The test values and theoretical values are shown in Figure 13. It can be seen that the theoretical values of the straightening force determined by the PSO algorithm was near the test values, and the error is within the allowable range. Results showed that the proposed method could improve the machining accuracy of the steel bar straightening machine effectively.

6. Conclusion

In this paper, the PSO algorithm was used to optimize the structural parameters of the steel bar straightening machine. First, the main parameters that affect the accuracy of the straightening machine were comprehensively analyzed, and the optimization range of each parameter was determined. Second, in order to minimize the fluctuation of the contact stress, the objective function was established by fitting the roller spacing, roller diameter, roller number, and so on. Then, the structure parameters of the straightening machine are optimized by using the PSO algorithm in MATLAB software. Finally, the proposed structural optimization method was verified in practice and compared with the single variable algorithm. The main findings of the present study are as follows:(1)Wear and deformation are the main failure forms of the straightening roller.

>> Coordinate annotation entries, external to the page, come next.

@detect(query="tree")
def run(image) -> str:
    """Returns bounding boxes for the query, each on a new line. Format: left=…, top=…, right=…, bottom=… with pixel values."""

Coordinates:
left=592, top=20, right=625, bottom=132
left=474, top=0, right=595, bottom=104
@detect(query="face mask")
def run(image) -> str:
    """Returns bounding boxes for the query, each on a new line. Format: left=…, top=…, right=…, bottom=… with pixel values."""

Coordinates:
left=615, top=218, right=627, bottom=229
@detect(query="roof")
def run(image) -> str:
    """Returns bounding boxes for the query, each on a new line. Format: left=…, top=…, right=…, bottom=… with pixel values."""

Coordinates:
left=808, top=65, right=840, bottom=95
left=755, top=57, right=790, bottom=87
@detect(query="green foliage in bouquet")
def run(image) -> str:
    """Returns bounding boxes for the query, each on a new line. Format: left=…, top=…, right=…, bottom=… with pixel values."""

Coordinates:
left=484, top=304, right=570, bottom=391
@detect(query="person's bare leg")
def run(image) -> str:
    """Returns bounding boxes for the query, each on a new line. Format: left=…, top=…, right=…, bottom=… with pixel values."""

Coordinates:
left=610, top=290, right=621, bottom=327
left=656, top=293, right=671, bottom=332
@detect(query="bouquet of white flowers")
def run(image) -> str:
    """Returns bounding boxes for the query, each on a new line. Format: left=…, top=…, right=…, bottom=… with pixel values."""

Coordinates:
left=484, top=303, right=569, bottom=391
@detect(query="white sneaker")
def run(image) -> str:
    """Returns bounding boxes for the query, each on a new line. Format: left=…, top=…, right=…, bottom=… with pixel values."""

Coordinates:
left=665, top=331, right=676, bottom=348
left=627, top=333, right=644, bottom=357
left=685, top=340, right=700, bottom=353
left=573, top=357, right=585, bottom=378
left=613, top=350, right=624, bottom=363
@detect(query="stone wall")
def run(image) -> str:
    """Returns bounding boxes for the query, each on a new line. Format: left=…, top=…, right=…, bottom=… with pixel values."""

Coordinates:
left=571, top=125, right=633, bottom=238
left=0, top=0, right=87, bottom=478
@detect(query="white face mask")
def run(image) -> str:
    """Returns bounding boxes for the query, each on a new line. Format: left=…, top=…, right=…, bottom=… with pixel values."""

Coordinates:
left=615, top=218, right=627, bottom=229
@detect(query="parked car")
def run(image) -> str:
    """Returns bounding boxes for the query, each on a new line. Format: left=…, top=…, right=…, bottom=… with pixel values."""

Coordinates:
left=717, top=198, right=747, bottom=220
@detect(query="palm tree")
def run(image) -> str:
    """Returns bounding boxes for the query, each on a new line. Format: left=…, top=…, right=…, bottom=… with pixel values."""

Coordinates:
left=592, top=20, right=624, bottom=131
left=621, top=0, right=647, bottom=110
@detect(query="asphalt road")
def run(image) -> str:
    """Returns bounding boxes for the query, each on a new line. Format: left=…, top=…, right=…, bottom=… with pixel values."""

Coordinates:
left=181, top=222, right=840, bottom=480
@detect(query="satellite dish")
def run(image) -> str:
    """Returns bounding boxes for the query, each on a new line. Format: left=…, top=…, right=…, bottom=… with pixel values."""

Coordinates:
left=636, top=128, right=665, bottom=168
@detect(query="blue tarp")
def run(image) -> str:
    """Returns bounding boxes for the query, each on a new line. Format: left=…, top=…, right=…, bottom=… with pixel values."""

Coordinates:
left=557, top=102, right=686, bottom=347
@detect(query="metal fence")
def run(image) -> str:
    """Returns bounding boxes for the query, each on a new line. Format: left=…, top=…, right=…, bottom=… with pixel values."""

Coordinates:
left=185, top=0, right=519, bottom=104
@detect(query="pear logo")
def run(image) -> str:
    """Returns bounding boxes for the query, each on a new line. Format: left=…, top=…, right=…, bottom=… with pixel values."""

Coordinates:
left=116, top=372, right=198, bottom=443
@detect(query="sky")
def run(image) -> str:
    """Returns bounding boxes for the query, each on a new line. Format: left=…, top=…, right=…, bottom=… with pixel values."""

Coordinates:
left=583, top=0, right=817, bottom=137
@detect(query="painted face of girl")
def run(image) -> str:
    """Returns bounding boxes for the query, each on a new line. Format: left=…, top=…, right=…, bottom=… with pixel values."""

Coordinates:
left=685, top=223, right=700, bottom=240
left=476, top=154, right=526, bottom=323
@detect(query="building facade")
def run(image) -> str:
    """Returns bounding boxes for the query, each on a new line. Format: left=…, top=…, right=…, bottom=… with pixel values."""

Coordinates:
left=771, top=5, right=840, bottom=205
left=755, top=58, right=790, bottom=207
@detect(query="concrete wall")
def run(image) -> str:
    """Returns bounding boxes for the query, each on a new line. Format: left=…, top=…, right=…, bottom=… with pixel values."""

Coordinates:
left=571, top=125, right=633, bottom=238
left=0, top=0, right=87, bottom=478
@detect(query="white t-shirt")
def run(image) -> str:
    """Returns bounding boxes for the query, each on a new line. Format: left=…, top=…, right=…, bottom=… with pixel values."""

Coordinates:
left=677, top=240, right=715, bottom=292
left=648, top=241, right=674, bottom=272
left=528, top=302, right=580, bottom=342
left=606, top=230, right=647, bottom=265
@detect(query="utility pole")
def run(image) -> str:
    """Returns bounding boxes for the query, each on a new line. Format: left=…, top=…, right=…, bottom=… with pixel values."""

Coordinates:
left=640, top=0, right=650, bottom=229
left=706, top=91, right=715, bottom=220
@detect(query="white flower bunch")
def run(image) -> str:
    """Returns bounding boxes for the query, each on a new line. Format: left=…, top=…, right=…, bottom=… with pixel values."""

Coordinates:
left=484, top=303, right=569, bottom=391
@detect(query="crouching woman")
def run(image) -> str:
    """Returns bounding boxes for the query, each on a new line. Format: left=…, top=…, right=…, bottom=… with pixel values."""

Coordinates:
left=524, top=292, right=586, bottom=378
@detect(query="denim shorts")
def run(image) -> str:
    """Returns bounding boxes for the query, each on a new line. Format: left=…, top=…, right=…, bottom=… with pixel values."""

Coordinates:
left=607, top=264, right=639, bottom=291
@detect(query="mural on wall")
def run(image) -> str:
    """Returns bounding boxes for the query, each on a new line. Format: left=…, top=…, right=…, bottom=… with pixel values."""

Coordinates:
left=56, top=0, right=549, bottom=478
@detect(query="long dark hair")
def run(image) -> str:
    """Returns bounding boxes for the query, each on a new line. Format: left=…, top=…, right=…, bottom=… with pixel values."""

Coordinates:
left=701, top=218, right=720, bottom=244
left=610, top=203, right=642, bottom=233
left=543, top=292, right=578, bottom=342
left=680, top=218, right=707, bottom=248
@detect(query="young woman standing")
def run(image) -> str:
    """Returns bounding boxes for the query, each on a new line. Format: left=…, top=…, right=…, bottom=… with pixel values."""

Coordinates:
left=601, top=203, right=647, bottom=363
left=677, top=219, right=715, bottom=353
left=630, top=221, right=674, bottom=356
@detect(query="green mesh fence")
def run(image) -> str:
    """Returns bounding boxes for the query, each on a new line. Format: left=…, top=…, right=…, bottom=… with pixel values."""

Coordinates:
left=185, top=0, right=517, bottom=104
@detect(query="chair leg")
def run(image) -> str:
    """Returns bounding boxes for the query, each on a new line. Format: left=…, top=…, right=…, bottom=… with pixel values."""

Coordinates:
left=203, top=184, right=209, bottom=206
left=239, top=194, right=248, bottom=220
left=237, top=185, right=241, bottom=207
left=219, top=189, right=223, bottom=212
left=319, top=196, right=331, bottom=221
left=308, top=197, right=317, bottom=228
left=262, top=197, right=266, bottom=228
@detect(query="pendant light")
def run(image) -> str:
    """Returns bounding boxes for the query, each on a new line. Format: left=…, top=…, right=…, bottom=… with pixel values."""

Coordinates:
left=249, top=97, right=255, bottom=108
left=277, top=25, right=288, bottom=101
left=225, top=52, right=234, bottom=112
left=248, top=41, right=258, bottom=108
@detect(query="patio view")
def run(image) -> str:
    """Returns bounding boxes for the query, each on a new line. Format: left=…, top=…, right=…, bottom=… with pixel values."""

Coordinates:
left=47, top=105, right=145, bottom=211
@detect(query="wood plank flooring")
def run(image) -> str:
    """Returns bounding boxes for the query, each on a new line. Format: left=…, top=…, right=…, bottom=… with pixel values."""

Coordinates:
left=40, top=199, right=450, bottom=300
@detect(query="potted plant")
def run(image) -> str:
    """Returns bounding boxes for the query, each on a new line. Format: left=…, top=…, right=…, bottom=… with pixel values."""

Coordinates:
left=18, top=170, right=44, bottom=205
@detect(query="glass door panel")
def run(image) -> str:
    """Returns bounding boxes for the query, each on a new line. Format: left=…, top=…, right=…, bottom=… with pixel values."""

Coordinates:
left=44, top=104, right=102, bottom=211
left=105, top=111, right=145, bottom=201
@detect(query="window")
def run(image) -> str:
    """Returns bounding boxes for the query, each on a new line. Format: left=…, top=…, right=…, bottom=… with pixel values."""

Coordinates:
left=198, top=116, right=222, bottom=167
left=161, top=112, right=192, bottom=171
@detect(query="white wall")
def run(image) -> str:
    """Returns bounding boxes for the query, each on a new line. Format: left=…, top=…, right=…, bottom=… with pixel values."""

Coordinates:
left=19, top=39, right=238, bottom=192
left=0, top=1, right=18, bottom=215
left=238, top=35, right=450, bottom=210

In this paper, the elastic-plastic straightening theory based on the large and small deformations is used to design the structure of the variable roller spacing straightening machine, which balances the relationship between the strength and stiffness of the straightening roller.(2)Under the same conditions, it is not right that the smaller the roller diameter of the rear roller group, the better the straightening effect of steel bars taking the residual deflection as an indicator.(3)The PSO algorithm can effectively avoid falling into the local optimal solution. Compared with the single variable algorithm, the PSO algorithm performs better in finding the optimal solution. It was found that the straightness of the steel bar is increased by 2.88%, and the total straightening force is reduced by 16.25%, compared with the single variable algorithm. The fluctuation of the straightening force is greatly reduced.(4)In this paper, the PSO algorithm is successfully applied to the research on the structural parameter optimization of the straightening machine, which provides a good theoretical analysis method for the nonlinear constrained optimization problem.

Data Availability

The data used to support the findings of this study are included within the article.

Conflicts of Interest

The authors declare that they have no conflicts of interest.

Acknowledgments

This work was supported by the National Natural Science Foundation of China (NSFC) under grant nos. 51975388 and 62173238 and the Natural Science Foundation of Liaoning Province under grant nos. 2019-MS-266 and lnqn202016.